Birkhuser launches new KPMB Architects monograph

Produced by Birkhäuser, a leading European publisher of architecture and design books, this is their second monograph on Kuwabara Payne McKenna Blumberg Architects (KPMB) since 2004. The book begins with highlights from Toronto’s Cultural Renaissance, including the TIFF Bell Lightbox and the Royal Conservatory of Music, and concludes with a preview into the next wave of Toronto’s urban growth with the Pan/Parapan Athletes’ Village for the 2015 American Games.

KPMB Architects is one of Canada’s foremost architectural practices today. Their architectural excellence and innovation has been recognized with 12 Governor General Medals in Architecture. The book, organized into four categories – culture and memory, campus and community, vertical neighbourhoods and integrated design – focuses on how the studio uses architecture to shape vibrant communities and cities, while exploring their core philosophy of architecture as a collaborative art form.
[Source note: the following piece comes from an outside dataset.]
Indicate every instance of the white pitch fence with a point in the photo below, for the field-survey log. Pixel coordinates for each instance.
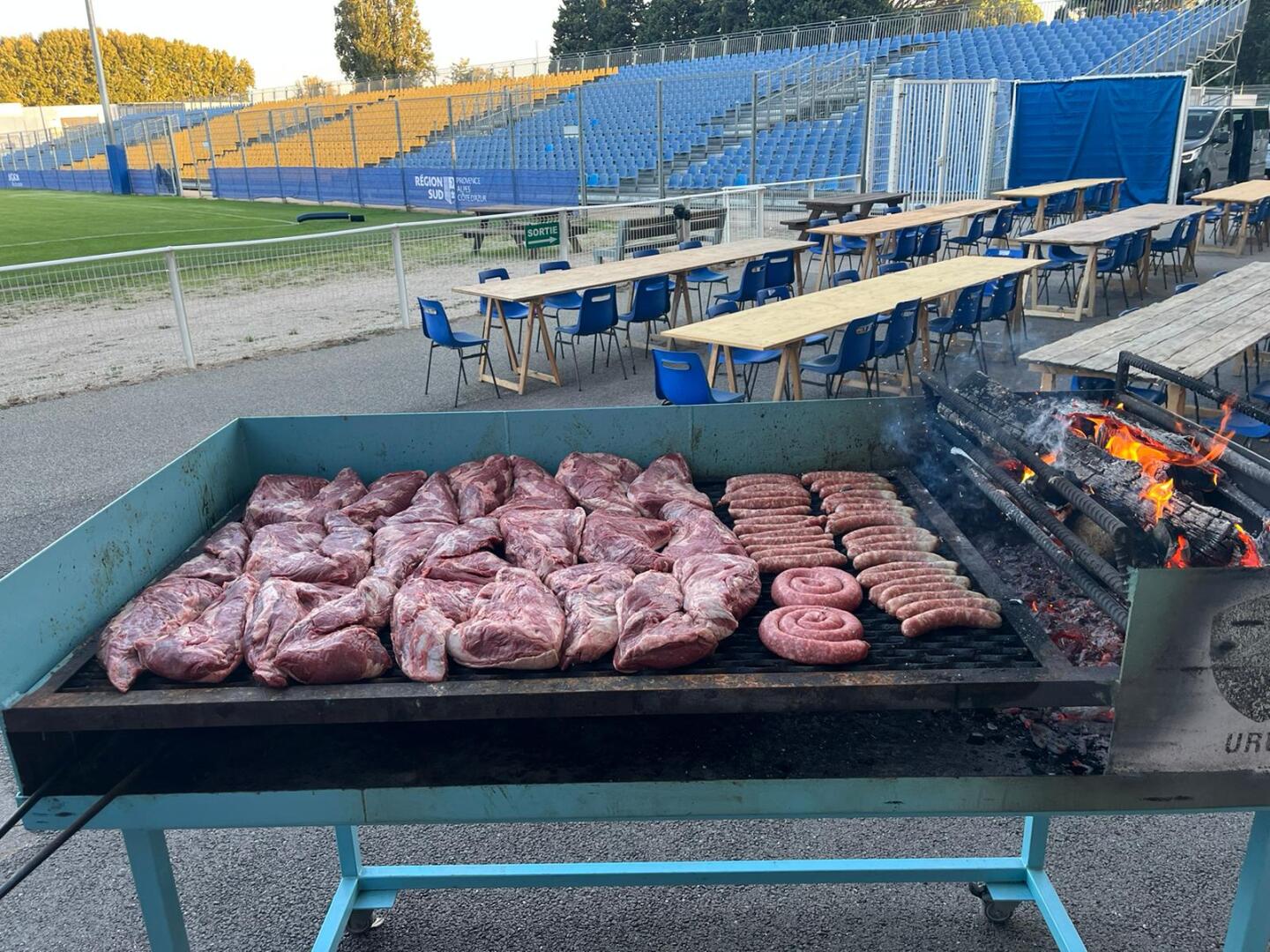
(86, 323)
The documented projects range from recently completed work such as the CIGI Campus in Waterloo and an expansion to the University of Toronto’s Rotman School of Management, to those still in development such as the Remai Art Gallery of Saskatchewan and Orchestra Hall in Minneapolis which recently opened to the public. Paradigm-shifting integrated designs such as Manitoba Hydro Place and the Elementary Teachers’ Federation of Ontario demonstrate the firm’s leadership role in advancing sustainable and contextually sensitive urbanism.

The text features a foreword by the Director of the Canadian Centre for Architecture, Mirko Zardini, which contextualizes KPMB’s work in a transitional moment between the role that architecture has played in shaping the national identity to the role it must play in defining “daily life in Canada – and elsewhere.” It also includes “Building Cities, Making Friends,” a lyrical award-winning essay by philosopher Mark Kingwell, “Maturity: A Commentary,” a text by architect and theorist George Baird, and “Opposable Minds,” an analysis by Thomas Fisher.

The 280-page hardcover book designed by Anita Matusevics of Wonder Inc. and typeset by Richard Hunt of Archetype, contains 191 colour illustrations, 39 black-and-white illustrations and 57 drawings.